Levou a mão a cabeça notando uma dor esmagadora na lateral, passou os dedos sentindo seus cabelos úmidos assim como as roupas. O quintal não era coberto, com exceção do local onde ficavam um forno e uma churrasqueira, no lado esquerdo, no lado direito havia um pequeno jardim e em seguida o portão de acesso a rua, de madeira, um muro de tijolos vermelhos coberto por heras. Os sofás estavam forrados por lonas brancas, Grace se encontrava deitada em um deles. A moça de cabelos prateados e de olhar estranhamente inquietante falava alguma coisa, porém sua voz foi ofuscada por um zumbido agudo que preencheu seus ouvidos, a menina levou as mãos a cabeça se sentindo nauseada.

— O que aconteceu? — Perguntou de forma atordoada quase não ouvindo sua própria voz fria e distante.

— Eu que pergunto. Você está bem? — Emily falava de forma aflita e confusa.

A Evelyn e o Jack se encontravam na soleira encarando-a, um com desdém e o outro com curiosidade.

— Era só o que me faltava — disse ela entrando. — Ter um zumbir solto pela casa.

O Noah não entendendo a expressão de sua mãe, perguntou onde o morto-vivo se encontrava, se recurvou atrás da mesa ainda sentado olhando em volta.

— Como veio parar aqui fora? — Perguntou a moça alisando o ombro da jovem.

— Eu não sei. — Respondeu Grace pegando a toalha das mãos da Maria. — Obrigada.

— Desde quando é sonâmbula? — Perguntou o Jack, ainda de pijama e descalço, com muita cara de sono.

Ao comentário dele, ela lançou um olhar mortal em sua direção, ele fez uma careta entortando os lábios.

— Eu me levantei para tomar um pouco de água e... e fui pra cama, eu acho. — Disse a menina se voltando para a jovem ainda agachada ao seu lado.

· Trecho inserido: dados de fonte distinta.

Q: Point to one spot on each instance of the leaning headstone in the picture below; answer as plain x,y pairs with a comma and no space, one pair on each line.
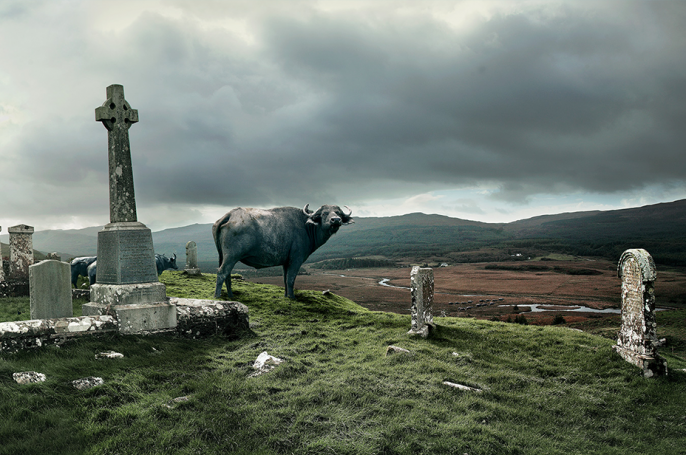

Emily a ajudou a se levantar, contudo, quando apoiou o pé esquerdo no chão, foi estilhaçado por uma dor aguda e devastadora que irradiou pelo corpo como um choque. Gritou alto desabando no sofá. Seu tornozelo estava bem inchado e vermelho, latejava como se toda pressão sanguínea estivesse acumulada naquele local, em ponto de explodir. O Sr. Harris a ajudou, levando-a para o quarto. Tomou um analgésico e colocou uma compressa gelada na contusão, depois a Maria levou seu café da manhã, ovos, bacon, uma torrada e suco de maçã, mas é claro, ela recusou o suco, ou era o café puro ou o leite fermentado, geralmente pela manhã, o café para colocar a alma no corpo.